The progress seems considerable: during a quarter of a century the number of instances of the use of the chief machines has grown in general nearly fourfold. But, on making a careful examination, it has to be said that it has required a whole quarter of a century to make the use of at least one of the five chief machines a regular phenomenon in a small minority of the farms that cannot do without the constant employment of wage-labour. For such use can only be called regular when the number of instances of it exceeds the number of farms, and we find that this occurs only in relation to the capitalist and big peasant farms. Together they comprise 12 per cent of the total number of farms.

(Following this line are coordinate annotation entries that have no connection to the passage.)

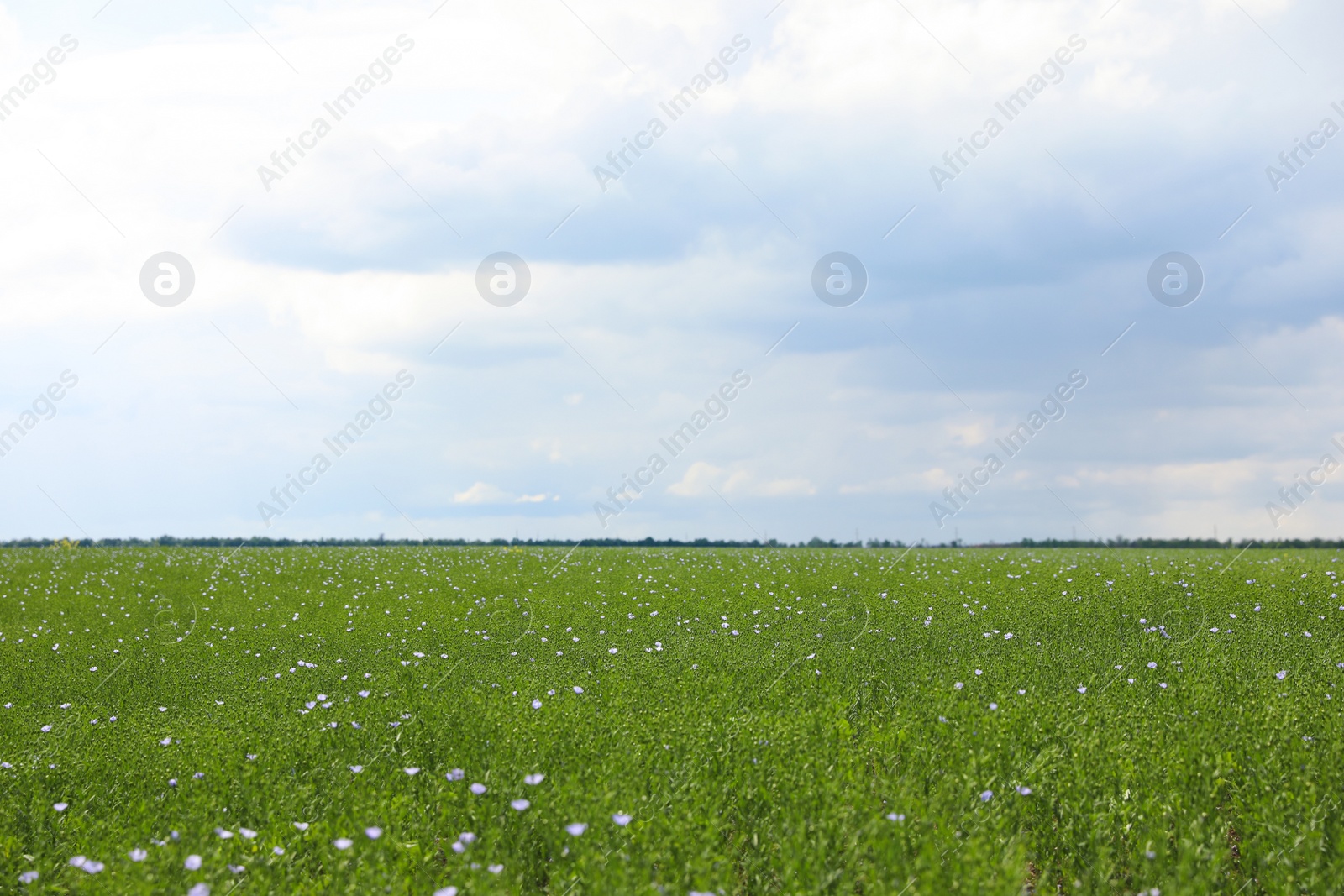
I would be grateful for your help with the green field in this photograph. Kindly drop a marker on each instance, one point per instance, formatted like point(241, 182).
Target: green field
point(765, 721)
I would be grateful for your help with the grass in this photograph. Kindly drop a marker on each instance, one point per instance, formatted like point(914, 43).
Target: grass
point(772, 721)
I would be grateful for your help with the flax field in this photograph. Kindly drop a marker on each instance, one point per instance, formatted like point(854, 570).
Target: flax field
point(669, 721)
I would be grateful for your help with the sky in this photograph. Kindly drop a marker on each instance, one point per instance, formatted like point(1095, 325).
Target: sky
point(978, 286)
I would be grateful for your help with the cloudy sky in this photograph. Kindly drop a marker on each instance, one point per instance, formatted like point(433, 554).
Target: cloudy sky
point(652, 281)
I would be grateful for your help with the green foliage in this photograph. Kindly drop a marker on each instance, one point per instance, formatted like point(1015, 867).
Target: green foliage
point(773, 720)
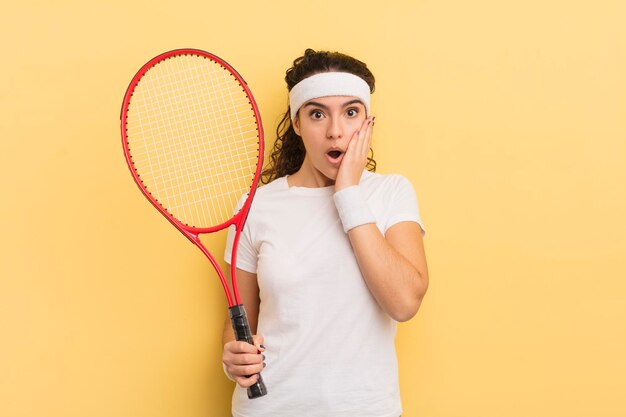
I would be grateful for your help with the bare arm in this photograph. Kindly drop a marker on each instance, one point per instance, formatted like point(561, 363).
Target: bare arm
point(393, 266)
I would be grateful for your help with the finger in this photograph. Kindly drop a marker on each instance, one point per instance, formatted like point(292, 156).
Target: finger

The bulk of the small and middle peasants, after a quarter of a century of capitalist progress, have remained, in a position in which only a third of the former and two-thirds of the latter can use any of these five machines during the year.

(End of first article)


[1] See Landwirtschaftliche Statistik der Lender der ungarischen Krone (Agricultural Statistics of the Lands of the Hungarian Crown). Budapest, 1900, Vols. 4 and 5. The Hungarian statistics divide all the farms into four chief groups: 1) dwarf farms (less than 5 yokes; one yoke=0.57 hectares); 2) small farms (5–100 yokes); 3) medium farms (100–1,000 yokes); 4) big farms (over 1,000 yokes). The second group obviously includes very diverse kinds of farms and therefore I make four subdivisions of it. —Lenin

[2] Franz Bensing, Der Einfluss der landwirtschaftlichen Maschinen auf Volks- und Privatwirtschaft (The Effect of Agricultural Machinery on the National Economic and Private Undertakings), Breslau, 1897.